Assessment of structural characteristics of regenerated cellulolytic enzyme lignin based on a mild DMSO/[Emim]OAc dissolution system from triploid of Populus tomentosa Carr.

The structural characteristics of native lignin are essential for the further deconstruction of plant cell walls for value-added application of lignocellulosic biomass. An improved protocol of cellulolytic enzyme lignin named regenerated cellulolytic enzyme lignin (RCEL) was developed in the present study. The dissolution process of poplar wood in the DMSO/[Emim]OAc dissolution system was dynamically monitored by microscopes and Confocal Raman Microscopy (CRM). The yield of RCEL (43.0–85.3%) was significantly higher than that of control CEL (30.6%). The isolated lignins were elaborately characterized by associated carbohydrates, 2D-HSQC NMR, 31P-NMR, and GPC techniques.
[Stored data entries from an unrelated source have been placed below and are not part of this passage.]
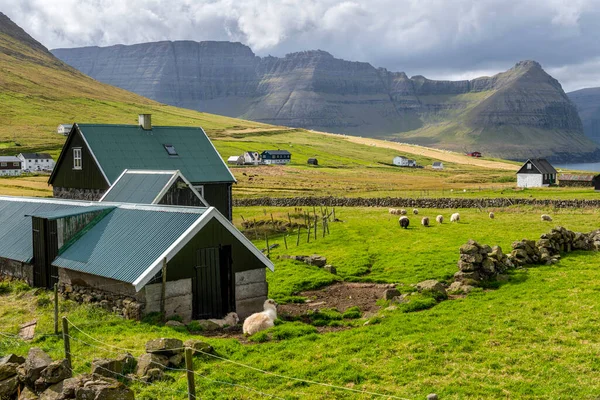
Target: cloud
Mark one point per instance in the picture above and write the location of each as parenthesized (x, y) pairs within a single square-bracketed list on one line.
[(436, 38)]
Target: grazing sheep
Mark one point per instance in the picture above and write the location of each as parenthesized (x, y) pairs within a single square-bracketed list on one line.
[(263, 320), (404, 222), (546, 217)]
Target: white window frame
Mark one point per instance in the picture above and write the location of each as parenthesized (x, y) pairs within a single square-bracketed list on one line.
[(77, 159)]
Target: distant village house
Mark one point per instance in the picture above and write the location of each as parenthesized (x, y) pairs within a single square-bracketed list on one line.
[(536, 172)]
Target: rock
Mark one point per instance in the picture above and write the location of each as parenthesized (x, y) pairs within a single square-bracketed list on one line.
[(31, 369), (105, 367), (331, 269), (104, 389), (149, 361), (431, 285), (198, 346), (389, 294), (164, 346)]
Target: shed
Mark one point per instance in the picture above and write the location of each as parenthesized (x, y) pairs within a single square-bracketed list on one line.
[(154, 187), (576, 180), (94, 155), (211, 268), (536, 172)]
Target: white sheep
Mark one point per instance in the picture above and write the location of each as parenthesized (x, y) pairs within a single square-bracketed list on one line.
[(404, 222), (263, 320)]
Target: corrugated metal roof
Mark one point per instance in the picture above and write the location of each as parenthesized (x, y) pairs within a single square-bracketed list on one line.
[(16, 242), (138, 187), (573, 177), (119, 147), (126, 242), (69, 212)]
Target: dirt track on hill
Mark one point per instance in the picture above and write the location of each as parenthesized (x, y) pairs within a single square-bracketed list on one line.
[(441, 155)]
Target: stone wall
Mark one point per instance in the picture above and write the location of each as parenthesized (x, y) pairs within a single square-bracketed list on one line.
[(442, 202), (16, 270), (251, 291), (77, 194), (179, 298)]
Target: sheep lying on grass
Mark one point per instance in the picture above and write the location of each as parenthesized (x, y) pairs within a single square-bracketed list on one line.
[(263, 320), (546, 217), (404, 222)]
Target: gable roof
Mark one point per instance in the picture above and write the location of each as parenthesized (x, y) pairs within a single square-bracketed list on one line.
[(119, 147), (541, 164), (36, 156), (145, 187)]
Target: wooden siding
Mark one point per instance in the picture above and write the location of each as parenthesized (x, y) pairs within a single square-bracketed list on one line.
[(181, 196), (88, 177), (218, 196)]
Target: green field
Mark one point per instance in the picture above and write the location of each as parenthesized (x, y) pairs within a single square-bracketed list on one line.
[(535, 336)]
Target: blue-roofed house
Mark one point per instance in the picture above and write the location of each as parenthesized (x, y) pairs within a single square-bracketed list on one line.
[(126, 250), (95, 155)]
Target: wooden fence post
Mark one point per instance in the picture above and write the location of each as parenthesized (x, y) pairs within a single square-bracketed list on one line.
[(67, 342), (56, 308), (189, 366)]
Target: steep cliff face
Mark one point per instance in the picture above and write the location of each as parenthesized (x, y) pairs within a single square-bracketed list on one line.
[(516, 114)]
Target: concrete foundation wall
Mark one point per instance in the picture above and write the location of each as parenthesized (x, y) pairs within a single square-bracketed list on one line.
[(17, 270), (77, 194), (179, 298), (251, 291)]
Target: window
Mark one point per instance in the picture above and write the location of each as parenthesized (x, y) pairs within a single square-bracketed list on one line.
[(170, 149), (77, 158)]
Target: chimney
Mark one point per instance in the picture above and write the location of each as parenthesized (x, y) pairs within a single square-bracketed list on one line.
[(145, 121)]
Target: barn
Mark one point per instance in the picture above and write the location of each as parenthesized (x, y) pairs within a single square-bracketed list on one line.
[(154, 187), (208, 267), (536, 172), (94, 155)]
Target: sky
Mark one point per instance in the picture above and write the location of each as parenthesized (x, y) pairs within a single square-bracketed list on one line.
[(440, 39)]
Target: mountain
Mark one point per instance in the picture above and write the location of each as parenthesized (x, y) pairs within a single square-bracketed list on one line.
[(38, 92), (517, 114), (588, 105)]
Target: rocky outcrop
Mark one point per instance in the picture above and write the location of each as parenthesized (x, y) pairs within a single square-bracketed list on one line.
[(520, 113)]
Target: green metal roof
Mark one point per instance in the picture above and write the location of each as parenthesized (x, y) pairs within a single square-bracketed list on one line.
[(119, 147), (138, 187), (127, 241), (16, 242), (69, 212)]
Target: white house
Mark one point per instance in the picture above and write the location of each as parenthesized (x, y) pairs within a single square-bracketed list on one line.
[(536, 173), (10, 166), (36, 161), (64, 129)]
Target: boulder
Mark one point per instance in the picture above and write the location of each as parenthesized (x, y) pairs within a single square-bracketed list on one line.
[(104, 389), (198, 346), (164, 346), (105, 367), (149, 361)]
NMR results showed that RCELs had similar structural features as compared to CELs. The relative abundances of the major lignin linkages (β-O-4′, β–β′, β-5′, and β-1′) and linked molecules (p-hydroxybenzoate) were quantitatively compared. Subsequent CP/MAS 13C-NMR spectra of the regenerated substrates demonstrated that the structural changes of the cellulose in the substrates occurred during the dissolution and regeneration process, resulting in efficient enzymatic hydrolysis (63.2–88.7% vs. 49.5%), thus obtaining a high yield of extracted lignin (RCEL). In short, the understanding of native lignin in fast-growing poplar will contribute to the diversification of the biomass feedstock supply for designing effective deconstruction strategies for lignocellulosic biomass.